OpenMDAO Metamodel is not respecting training data


I am using an OpenMDAO semi-structured metamodel as part of a Dymos optimisation. There are two input values, so the range is 2D. Usually, this works fine. However, I recently noticed that, for a certain set of training data, it does not properly interpolate.

I used the metamodel html visualisation tool to look at what was going on and could see the fit was wrong. Hovering over certain data points, I could see that they were displaying the input data values properly. However, move the cursor the slightest bit away from that point in any direction and the interpolation results was wildly different. This means the metamodel "fit" does not go through the training data points, or even close to it in some regions.

This issue was present when using the method 'slinear'. I switched it to use 'lagrange2' and the fit seems much better now. This method does seem to be very computationally expensive, though, as my optimisation has yet to complete and it has already been over 3 times the amount of time required using 'slinear'. Therefore, I would like to be able to go back to 'slinear'.

Does anyone have any insight into why this is happening and how to resolve the issue? All help is greatly appreciated. Thanks.


Solution

  • I'd need to see your data to have any guess of why the linear interpolation isn't working, so I can't comment much on that. Likely your semi-structured data has a hole in it near there and the linear interpolation is very poor.

    However, I can offer some advice for how to improve the speed. Semi-structured data is convenient to use sometimes, but it comes at a very large computational cost. If all you have is semi-structured data, but you want better speed you can consider re-interpolating the data onto a structured grid first, then passing that into a structured metamodel instead. There is a stand-alone interface for semi-structured metamodels that you can use to write a small script that will loop over a structured input grid and re-interpolate the data for you.

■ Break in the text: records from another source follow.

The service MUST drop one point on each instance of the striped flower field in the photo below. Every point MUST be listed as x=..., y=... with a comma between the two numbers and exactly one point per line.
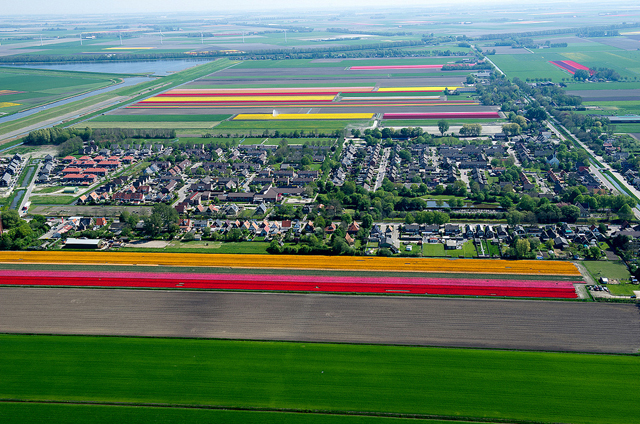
x=343, y=263
x=409, y=276
x=294, y=283
x=442, y=115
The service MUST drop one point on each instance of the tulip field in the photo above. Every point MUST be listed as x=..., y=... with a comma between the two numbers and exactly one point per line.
x=405, y=279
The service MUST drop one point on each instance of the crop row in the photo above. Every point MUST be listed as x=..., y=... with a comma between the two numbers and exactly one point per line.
x=299, y=116
x=322, y=284
x=442, y=115
x=349, y=263
x=373, y=68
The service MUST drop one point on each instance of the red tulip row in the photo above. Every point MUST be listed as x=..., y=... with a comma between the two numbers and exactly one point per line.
x=443, y=115
x=297, y=283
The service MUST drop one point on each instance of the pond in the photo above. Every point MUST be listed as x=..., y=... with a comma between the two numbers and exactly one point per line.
x=155, y=67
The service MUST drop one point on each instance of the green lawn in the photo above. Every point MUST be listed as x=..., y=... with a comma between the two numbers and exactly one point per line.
x=108, y=414
x=489, y=384
x=609, y=269
x=205, y=246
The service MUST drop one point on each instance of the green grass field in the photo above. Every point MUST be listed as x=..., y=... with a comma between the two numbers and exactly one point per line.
x=108, y=414
x=136, y=93
x=309, y=63
x=151, y=124
x=37, y=87
x=505, y=385
x=534, y=65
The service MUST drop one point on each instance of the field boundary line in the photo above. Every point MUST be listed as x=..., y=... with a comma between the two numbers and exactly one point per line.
x=424, y=417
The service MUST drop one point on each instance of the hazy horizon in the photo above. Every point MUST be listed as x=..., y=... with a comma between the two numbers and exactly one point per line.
x=77, y=7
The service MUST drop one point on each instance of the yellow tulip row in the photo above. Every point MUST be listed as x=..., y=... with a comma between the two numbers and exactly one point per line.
x=349, y=263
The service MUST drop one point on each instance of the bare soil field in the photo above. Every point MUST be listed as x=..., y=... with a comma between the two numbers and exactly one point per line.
x=481, y=323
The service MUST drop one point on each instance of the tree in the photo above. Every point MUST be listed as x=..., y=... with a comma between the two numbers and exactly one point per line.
x=522, y=247
x=409, y=219
x=367, y=221
x=506, y=202
x=10, y=219
x=443, y=126
x=162, y=216
x=570, y=213
x=581, y=75
x=472, y=130
x=511, y=129
x=625, y=213
x=536, y=114
x=593, y=252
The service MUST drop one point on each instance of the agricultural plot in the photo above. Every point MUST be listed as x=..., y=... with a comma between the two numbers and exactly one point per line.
x=301, y=283
x=523, y=267
x=343, y=91
x=24, y=89
x=558, y=64
x=309, y=282
x=501, y=385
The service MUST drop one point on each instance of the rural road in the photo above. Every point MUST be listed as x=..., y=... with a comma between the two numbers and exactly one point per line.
x=480, y=323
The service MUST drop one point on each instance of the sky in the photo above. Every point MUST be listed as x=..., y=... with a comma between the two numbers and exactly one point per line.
x=44, y=7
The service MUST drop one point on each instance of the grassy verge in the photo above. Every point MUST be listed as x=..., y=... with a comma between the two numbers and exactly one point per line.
x=488, y=384
x=612, y=270
x=52, y=200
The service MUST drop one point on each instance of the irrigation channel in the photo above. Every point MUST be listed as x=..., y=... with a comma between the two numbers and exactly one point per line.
x=153, y=68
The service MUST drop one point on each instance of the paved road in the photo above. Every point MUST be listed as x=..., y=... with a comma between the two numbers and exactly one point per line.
x=382, y=169
x=598, y=171
x=485, y=323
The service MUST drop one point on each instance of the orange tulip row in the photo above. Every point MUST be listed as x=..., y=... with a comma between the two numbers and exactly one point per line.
x=348, y=263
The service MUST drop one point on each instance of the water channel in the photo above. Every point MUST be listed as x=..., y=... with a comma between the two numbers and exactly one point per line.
x=152, y=67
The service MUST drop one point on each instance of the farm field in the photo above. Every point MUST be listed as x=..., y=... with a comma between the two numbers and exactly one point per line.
x=300, y=283
x=22, y=89
x=109, y=101
x=160, y=118
x=300, y=262
x=346, y=92
x=539, y=63
x=400, y=320
x=320, y=377
x=106, y=414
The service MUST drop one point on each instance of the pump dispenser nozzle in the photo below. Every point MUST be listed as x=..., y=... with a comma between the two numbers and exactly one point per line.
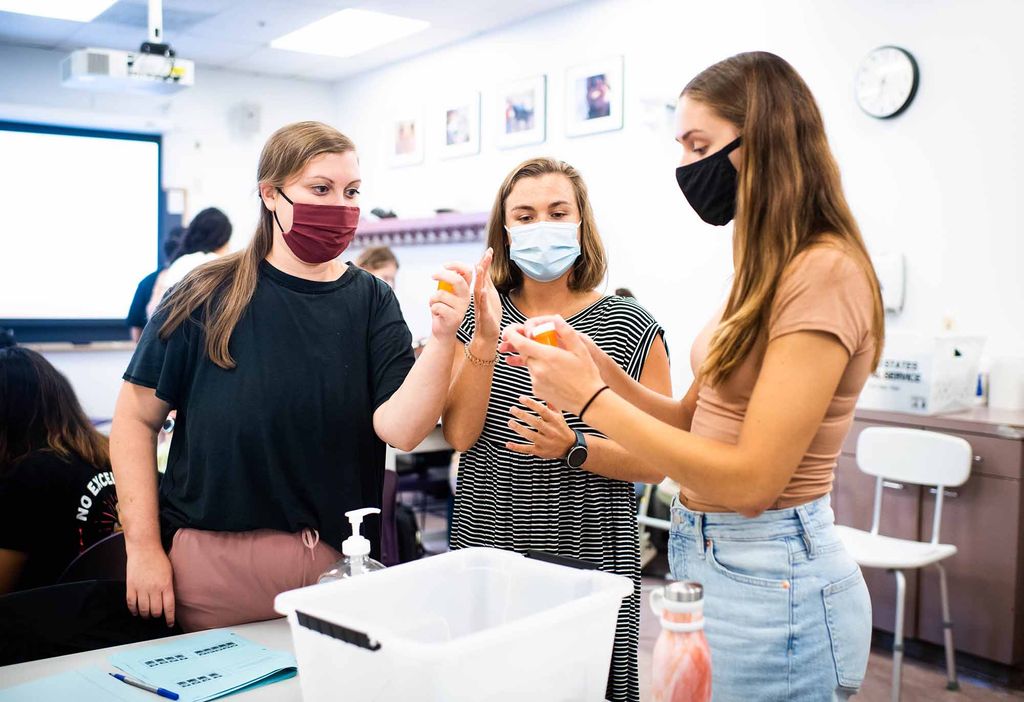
x=357, y=544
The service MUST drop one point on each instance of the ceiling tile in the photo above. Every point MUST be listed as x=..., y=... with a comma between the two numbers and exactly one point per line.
x=279, y=62
x=31, y=31
x=209, y=52
x=259, y=22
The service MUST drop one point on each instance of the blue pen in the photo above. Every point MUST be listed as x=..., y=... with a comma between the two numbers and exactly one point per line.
x=142, y=686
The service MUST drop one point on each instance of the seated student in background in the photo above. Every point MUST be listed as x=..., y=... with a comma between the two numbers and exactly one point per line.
x=534, y=478
x=143, y=293
x=205, y=239
x=56, y=489
x=381, y=262
x=289, y=370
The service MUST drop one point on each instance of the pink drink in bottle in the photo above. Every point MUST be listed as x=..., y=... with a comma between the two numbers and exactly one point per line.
x=681, y=663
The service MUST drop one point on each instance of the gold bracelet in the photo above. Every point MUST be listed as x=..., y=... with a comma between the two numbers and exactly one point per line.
x=479, y=362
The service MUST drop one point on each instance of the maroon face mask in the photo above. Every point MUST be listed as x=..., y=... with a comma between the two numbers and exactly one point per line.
x=320, y=232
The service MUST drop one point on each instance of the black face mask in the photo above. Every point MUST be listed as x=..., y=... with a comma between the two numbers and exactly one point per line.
x=710, y=185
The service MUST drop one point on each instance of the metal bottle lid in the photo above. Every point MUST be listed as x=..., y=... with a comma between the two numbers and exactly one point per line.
x=684, y=590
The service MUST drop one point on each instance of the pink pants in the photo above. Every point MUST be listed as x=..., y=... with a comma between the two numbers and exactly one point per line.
x=222, y=578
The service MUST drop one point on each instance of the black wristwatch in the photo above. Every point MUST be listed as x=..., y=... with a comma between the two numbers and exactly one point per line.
x=578, y=454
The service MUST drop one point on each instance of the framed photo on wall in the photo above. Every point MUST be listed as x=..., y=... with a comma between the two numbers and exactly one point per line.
x=594, y=97
x=522, y=113
x=461, y=119
x=406, y=140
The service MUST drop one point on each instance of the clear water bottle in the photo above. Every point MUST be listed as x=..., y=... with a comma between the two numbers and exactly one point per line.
x=355, y=550
x=681, y=664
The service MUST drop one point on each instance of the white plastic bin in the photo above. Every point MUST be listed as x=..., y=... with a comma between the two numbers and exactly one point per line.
x=924, y=375
x=472, y=624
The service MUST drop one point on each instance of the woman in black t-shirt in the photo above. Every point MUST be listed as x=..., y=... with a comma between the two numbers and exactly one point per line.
x=56, y=489
x=289, y=370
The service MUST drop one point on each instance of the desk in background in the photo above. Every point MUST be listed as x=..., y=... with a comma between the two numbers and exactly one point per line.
x=273, y=634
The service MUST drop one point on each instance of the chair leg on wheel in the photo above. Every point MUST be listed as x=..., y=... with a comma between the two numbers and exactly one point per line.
x=947, y=631
x=898, y=634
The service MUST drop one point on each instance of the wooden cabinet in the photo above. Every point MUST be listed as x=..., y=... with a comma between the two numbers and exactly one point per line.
x=982, y=518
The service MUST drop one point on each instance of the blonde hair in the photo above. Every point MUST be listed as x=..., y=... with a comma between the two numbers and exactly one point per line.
x=790, y=194
x=224, y=287
x=590, y=268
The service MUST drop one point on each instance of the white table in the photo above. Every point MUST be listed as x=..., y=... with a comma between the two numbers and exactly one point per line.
x=273, y=634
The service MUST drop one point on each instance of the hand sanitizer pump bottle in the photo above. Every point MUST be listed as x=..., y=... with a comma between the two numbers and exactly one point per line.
x=355, y=550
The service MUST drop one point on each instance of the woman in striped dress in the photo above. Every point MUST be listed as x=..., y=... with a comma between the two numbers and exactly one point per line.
x=531, y=477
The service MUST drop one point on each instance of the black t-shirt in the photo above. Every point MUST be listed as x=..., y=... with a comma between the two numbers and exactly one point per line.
x=285, y=440
x=52, y=510
x=136, y=313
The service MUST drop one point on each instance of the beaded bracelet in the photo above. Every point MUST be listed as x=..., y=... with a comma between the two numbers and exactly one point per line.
x=479, y=362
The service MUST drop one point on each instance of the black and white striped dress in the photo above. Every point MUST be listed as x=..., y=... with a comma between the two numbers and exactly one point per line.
x=522, y=502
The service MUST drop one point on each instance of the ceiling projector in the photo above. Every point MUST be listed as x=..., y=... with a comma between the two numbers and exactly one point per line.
x=153, y=69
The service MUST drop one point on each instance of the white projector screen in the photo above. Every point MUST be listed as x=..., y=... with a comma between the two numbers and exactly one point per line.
x=80, y=212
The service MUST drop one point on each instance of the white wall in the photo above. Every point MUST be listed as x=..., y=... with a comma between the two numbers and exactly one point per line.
x=203, y=152
x=942, y=182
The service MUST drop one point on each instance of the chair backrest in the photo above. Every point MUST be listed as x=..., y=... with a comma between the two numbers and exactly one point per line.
x=913, y=455
x=389, y=530
x=104, y=560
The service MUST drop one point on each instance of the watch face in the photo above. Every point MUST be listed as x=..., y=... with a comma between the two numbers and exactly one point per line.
x=887, y=82
x=577, y=456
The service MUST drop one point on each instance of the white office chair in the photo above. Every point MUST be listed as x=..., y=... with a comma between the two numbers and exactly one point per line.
x=664, y=492
x=921, y=457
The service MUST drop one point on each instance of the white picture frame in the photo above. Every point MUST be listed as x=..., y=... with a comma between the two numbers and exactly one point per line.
x=406, y=140
x=520, y=112
x=594, y=97
x=460, y=128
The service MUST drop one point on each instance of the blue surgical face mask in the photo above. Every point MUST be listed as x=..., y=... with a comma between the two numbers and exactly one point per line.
x=544, y=251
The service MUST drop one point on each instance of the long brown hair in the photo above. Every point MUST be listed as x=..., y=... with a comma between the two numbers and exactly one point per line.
x=224, y=287
x=790, y=194
x=589, y=269
x=40, y=412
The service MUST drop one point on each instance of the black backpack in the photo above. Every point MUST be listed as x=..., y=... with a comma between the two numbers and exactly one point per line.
x=410, y=543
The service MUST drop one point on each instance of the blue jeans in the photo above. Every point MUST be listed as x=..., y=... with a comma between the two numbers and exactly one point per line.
x=787, y=612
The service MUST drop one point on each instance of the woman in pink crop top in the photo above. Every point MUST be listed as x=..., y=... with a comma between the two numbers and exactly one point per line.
x=754, y=442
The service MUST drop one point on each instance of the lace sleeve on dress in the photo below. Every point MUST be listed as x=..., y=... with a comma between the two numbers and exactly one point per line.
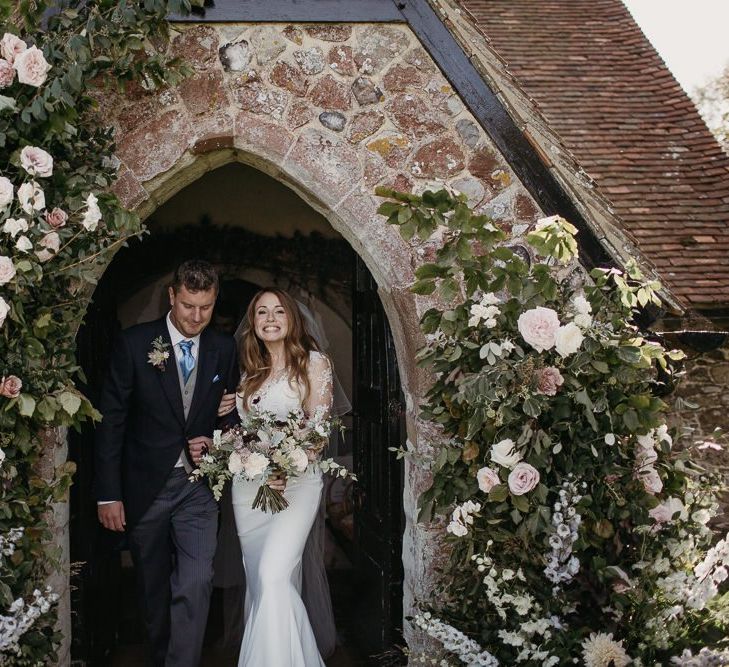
x=321, y=394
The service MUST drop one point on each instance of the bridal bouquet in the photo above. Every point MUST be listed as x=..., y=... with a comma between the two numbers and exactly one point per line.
x=265, y=447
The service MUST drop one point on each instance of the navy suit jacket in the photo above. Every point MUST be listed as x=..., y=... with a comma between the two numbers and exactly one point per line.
x=143, y=427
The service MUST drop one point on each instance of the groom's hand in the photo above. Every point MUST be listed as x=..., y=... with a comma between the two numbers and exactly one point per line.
x=227, y=405
x=112, y=516
x=198, y=446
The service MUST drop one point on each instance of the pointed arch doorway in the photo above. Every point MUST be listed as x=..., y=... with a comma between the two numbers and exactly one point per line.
x=276, y=238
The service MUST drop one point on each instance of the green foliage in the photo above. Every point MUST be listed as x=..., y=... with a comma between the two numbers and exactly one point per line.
x=567, y=407
x=89, y=46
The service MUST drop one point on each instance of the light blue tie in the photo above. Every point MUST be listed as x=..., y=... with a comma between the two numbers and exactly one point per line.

    You should use the 2D-slinear or 2D-lagrange2 options. These are the fast, fixed dimension options that will give the best performance.

    In general, I don't recommend using slinear interpolations for optimization, because the are not smooth. They do have the nice benefit of fitting the input data exactly, but the cost of that C1 discontinuity is pretty large on some problems (not all, but many). So some kind of smoothing is usually best.